Pemkot Surakarta, KPU Karanganyar, KPU Sukoharjo, KPU Boyolali, PTN, Kuliah Tamu dari UIN, Kuliah Tamu dari Unsoed, Kunjungan Tamu dari Universitas Maritim Raja Ali Haji, Kunjungan Tamu dari Universitas Trunojoyo Madura, dan seluruh program studi Sosiologi se-Indonesia yang tergabung dalam Asosiasi Program Studi Sosiologi Indonesia (APSSI), Kuliah Tamu dari Warren Wilson College, Asheville, NC, USA, Visiting Lecturers di  Warren Wilson College, Asheville, NC, USA, TATV, dan MGMP (Musyawarah Guru Mata Pelajaran) Sosiologi.

Lapangan Kerja

Program Studi Sosiologi, Fakultas Ilmu Sosial dan Politik, Univesitas Sebelas Maret profil  lulusan sarjananya diharapkan mempunyai empat kompetensi lulusan sebagai berikut:

  1. Peneliti Sosial    (Social  Researcher)
  2. Perencana Pembangunan Masyarakat dan Konsultan Pembangunan Sosial (Societal Development Planner and Social Development Consultant)
  3. Analis Pembangunan Komunitas (Community Development Analyst)
  4. Analis Permasalahan Sosial (Social Problem Analyst)

Sebagai seorang Perencana Pembangunan Masyarakat dan Konsultan sosial (Societal Development Planner and Social Development Consultant), maka seorang sarjana Sosiologi diharapkan mampu:

  1. Membuat perencanaan yang matang dalam suatu proyek yang melibatkan berbagai pihak di masyarakat;
  2. Membangun jejaring kerja (networking) dengan berbagai pihak untuk melaksanakan program yang direncanakan; dan
  3. Memutuskan serta mencarikan jalan keluar atas berbagai masalah sosial, berdasarkan kepekaan dan pengetahuan sosiologisnya yang didukung oleh informasi dan data yang akurat.

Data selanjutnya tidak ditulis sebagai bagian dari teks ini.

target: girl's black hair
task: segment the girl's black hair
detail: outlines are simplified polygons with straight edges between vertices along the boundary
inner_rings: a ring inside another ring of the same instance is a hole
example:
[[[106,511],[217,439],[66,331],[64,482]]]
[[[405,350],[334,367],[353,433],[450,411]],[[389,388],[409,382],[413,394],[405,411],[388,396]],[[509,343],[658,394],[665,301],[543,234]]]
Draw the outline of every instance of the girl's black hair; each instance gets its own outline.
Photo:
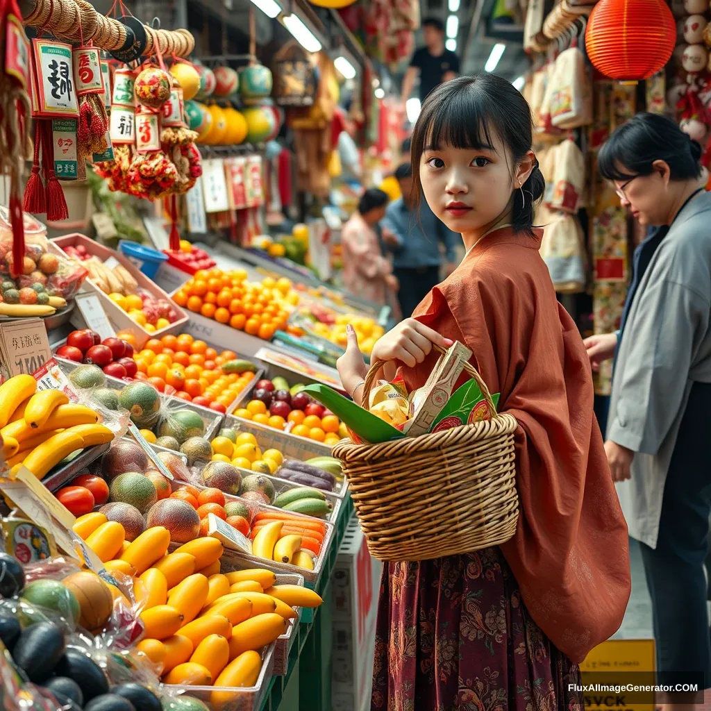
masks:
[[[419,161],[425,146],[447,143],[454,148],[491,148],[498,134],[518,163],[532,144],[530,108],[510,82],[495,74],[458,77],[430,92],[412,132],[412,194],[419,195]],[[513,228],[532,233],[534,203],[543,195],[545,181],[538,161],[523,183],[513,191]]]
[[[654,172],[652,164],[664,161],[672,180],[699,177],[701,146],[670,119],[659,114],[637,114],[618,127],[597,156],[600,174],[606,180],[627,181]]]
[[[371,210],[387,205],[389,200],[387,193],[380,188],[368,188],[358,201],[358,211],[361,215],[365,215]]]

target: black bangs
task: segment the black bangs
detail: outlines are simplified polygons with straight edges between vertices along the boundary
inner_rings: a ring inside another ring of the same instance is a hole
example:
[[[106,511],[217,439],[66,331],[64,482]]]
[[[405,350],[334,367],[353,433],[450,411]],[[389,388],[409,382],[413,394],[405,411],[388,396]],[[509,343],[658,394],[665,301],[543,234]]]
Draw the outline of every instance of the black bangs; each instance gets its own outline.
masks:
[[[413,142],[424,146],[425,151],[439,150],[445,144],[454,148],[493,150],[489,127],[497,125],[498,117],[492,115],[493,107],[486,93],[478,90],[476,83],[459,91],[444,84],[438,93],[439,100],[427,102],[417,122],[424,135],[413,134]]]

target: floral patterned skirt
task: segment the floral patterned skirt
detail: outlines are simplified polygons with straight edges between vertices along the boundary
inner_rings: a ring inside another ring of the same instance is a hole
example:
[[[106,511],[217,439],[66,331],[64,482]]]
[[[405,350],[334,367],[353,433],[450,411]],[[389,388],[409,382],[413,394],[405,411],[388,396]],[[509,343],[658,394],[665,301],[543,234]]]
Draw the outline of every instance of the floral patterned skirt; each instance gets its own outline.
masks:
[[[373,711],[582,711],[498,547],[383,566]]]

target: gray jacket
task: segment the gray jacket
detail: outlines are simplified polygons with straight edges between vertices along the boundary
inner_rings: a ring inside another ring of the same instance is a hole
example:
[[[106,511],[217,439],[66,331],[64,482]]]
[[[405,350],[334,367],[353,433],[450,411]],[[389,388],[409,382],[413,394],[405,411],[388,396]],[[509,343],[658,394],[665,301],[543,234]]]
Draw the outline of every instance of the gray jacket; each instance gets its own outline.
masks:
[[[711,383],[710,325],[711,193],[703,193],[677,215],[640,282],[610,398],[607,439],[636,453],[631,479],[617,484],[620,503],[630,535],[653,548],[692,383]]]

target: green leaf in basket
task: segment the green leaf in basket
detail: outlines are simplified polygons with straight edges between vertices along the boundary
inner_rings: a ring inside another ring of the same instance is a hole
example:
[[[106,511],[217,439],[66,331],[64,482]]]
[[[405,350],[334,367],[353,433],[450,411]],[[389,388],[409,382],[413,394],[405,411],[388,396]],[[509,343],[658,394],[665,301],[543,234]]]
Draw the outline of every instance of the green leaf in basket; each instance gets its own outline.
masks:
[[[391,439],[402,439],[405,435],[392,424],[371,415],[367,410],[357,405],[353,400],[328,385],[316,383],[306,385],[302,390],[314,400],[325,405],[340,417],[363,442],[376,444]]]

Sebagai seorang Analis Pembangunan Komunitas (Community Development Analyst), seorang sarjana Sosiologi diharapkan mampu:

  1. Membuat analisa yang matang dalam suatu proyek pembangunan masyarakat;
  2. Memutuskan serta mencarikan jalan keluar atas berbagai masalah sosial terkait pembangunan masyarakat, berdasarkan prinsip-prinsip dasar ilmu pengetahuan sosiologi.

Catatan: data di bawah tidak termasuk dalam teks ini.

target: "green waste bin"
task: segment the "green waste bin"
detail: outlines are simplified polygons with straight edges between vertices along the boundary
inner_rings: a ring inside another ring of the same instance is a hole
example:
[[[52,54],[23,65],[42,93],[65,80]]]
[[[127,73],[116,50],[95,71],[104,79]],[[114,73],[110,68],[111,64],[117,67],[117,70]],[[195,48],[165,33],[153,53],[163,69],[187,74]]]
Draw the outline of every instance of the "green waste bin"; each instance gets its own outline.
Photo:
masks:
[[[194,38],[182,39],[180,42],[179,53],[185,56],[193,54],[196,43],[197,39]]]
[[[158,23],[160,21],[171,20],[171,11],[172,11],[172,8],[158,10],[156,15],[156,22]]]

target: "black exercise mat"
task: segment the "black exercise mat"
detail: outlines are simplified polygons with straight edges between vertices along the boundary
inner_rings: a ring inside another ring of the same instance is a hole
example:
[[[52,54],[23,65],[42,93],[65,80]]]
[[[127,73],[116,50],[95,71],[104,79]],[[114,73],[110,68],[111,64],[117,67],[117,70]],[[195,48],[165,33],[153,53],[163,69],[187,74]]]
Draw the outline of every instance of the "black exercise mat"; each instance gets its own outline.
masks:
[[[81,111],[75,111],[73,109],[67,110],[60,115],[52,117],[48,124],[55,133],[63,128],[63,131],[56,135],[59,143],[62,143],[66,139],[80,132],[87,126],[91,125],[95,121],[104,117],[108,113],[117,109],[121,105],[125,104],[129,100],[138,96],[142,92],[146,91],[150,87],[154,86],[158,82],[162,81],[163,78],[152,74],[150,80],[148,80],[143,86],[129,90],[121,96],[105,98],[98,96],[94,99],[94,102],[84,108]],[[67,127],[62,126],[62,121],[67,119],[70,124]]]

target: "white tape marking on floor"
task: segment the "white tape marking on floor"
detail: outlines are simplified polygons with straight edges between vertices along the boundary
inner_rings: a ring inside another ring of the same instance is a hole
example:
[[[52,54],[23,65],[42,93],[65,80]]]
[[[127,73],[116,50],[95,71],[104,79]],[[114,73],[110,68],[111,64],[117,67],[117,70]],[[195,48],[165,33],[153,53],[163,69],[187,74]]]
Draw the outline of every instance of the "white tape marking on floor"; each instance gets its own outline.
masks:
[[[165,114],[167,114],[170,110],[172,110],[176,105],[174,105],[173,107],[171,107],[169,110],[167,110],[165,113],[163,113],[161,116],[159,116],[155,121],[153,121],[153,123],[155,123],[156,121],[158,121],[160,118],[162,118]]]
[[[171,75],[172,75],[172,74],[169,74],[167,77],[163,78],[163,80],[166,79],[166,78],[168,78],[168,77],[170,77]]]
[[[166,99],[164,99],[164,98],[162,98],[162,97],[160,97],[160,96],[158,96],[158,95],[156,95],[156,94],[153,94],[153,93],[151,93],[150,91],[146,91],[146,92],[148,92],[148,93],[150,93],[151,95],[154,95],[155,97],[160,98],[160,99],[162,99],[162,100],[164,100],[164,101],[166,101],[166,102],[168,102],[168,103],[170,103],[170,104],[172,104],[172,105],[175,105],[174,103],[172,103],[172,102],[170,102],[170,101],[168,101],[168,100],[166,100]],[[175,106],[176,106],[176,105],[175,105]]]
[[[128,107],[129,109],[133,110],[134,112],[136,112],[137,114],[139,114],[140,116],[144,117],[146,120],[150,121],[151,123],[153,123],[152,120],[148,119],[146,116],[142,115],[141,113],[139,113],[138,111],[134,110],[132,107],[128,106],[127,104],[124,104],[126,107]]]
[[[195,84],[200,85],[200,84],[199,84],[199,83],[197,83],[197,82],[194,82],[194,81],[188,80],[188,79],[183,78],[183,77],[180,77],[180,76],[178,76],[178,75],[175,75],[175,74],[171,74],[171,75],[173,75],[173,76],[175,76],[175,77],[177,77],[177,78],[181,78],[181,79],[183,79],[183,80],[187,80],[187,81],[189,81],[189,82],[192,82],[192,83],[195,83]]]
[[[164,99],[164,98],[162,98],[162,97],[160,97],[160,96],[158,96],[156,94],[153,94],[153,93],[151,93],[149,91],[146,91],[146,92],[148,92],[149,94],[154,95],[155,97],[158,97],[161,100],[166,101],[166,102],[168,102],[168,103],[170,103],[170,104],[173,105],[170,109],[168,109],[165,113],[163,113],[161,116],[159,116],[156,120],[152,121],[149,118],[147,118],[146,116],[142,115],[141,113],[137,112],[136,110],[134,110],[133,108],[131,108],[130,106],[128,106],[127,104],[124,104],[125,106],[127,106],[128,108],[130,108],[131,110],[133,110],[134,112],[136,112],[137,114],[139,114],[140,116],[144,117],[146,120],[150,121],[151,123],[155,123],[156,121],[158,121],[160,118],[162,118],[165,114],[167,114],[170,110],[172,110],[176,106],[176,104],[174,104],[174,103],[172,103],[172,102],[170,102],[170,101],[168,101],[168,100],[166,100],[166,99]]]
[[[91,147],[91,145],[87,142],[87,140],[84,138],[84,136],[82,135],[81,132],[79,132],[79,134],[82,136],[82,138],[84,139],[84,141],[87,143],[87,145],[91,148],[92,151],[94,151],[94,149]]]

Sebagai seorang Analis Permasalahan Sosial (Social Problem Analyst),  seorang sarjana Sosiologi diharapkan mampu:

  1. Membuat analisa yang matang terkait permasalahan sosial yang ada di masyarakat;
  2. Memutuskan serta mencarikan jalan keluar atas berbagai masalah sosial yang ada di masyarakat berdasarkan prinsip-prinsip dasar ilmu pengetahuan sosiologi.

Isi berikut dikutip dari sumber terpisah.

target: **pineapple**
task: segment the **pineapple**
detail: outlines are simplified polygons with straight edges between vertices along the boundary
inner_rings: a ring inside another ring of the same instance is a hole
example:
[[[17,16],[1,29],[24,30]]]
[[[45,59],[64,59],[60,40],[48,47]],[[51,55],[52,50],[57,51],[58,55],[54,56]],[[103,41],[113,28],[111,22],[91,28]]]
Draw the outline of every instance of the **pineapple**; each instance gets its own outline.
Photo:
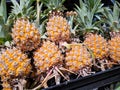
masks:
[[[24,78],[31,72],[30,59],[15,47],[2,50],[0,55],[0,72],[3,87],[9,88],[7,80],[19,77]]]
[[[107,56],[108,45],[101,35],[89,34],[84,44],[92,51],[94,58],[103,59]]]
[[[108,42],[109,55],[114,62],[120,62],[120,34],[112,37]]]
[[[0,2],[0,46],[6,41],[11,41],[10,20],[7,18],[6,0]]]
[[[2,86],[3,86],[3,90],[12,90],[11,85],[9,84],[8,81],[4,81],[2,83]]]
[[[47,7],[44,11],[48,15],[48,18],[53,16],[63,16],[63,11],[66,9],[63,3],[66,0],[41,0],[41,2]]]
[[[69,78],[63,74],[63,71],[73,72],[64,68],[63,60],[64,56],[54,42],[48,40],[43,41],[42,46],[34,52],[34,64],[37,69],[37,75],[45,77],[40,81],[41,84],[35,87],[34,90],[41,87],[48,87],[47,81],[53,77],[55,78],[56,84],[60,84],[61,76],[69,80]]]
[[[46,30],[51,41],[70,41],[70,26],[62,16],[51,17],[47,22]]]
[[[40,44],[40,33],[35,24],[28,20],[34,11],[33,7],[30,7],[31,0],[20,0],[20,4],[16,0],[11,1],[14,5],[11,15],[16,19],[12,29],[13,41],[22,51],[32,51]]]
[[[80,0],[80,6],[76,5],[75,10],[78,13],[76,20],[80,28],[78,34],[83,37],[84,45],[92,55],[94,66],[101,70],[109,68],[106,67],[108,65],[106,59],[108,44],[102,37],[102,19],[98,16],[98,13],[103,11],[101,0]]]
[[[32,51],[40,44],[40,33],[33,23],[17,19],[12,29],[14,43],[22,51]]]
[[[72,43],[68,44],[68,46],[70,50],[66,52],[66,68],[80,74],[81,76],[89,75],[92,66],[92,59],[86,47],[83,46],[82,43]]]
[[[48,71],[55,65],[61,65],[63,56],[54,42],[43,41],[43,44],[34,52],[34,64],[38,74]]]
[[[116,63],[120,61],[120,3],[115,2],[113,9],[105,8],[103,15],[111,35],[108,41],[109,56]]]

Lapangan Kerja dapat dalam wujud sebagai PNS (Pegawai Negeri Sipil) seperti Dosen, atau Birokrat, Karyawan Swasta, Peneliti, Wiraswastawan, dan Pendampingan Masyarakat.

Kompetensi Lulusan

Program Studi Sosiologi, Fakultas Ilmu Sosial dan Politik, Univesitas Sebelas Maret profil  lulusan sarjananya diharapkan mempunyai empat kompetensi lulusan sebagai berikut:

  1. Peneliti Sosial    (Social  Researcher)
  2. Perencana Pembangunan Masyarakat dan Konsultan Pembangunan Sosial (Societal Development Planner and Social Development Consultant)
  3. Analis Pembangunan Komunitas (Community Development Analyst)
  4. Analis Permasalahan Sosial (Social Problem Analyst)

Untuk dapat mempunyai kompetensi di atas maka mahasiswa harus menguasai teori-teori sosiologi, metodologi sosiologi yang diajarkan di kelas, lab sosio, dan praktek magang di instansi pemerintah ataupun swasta.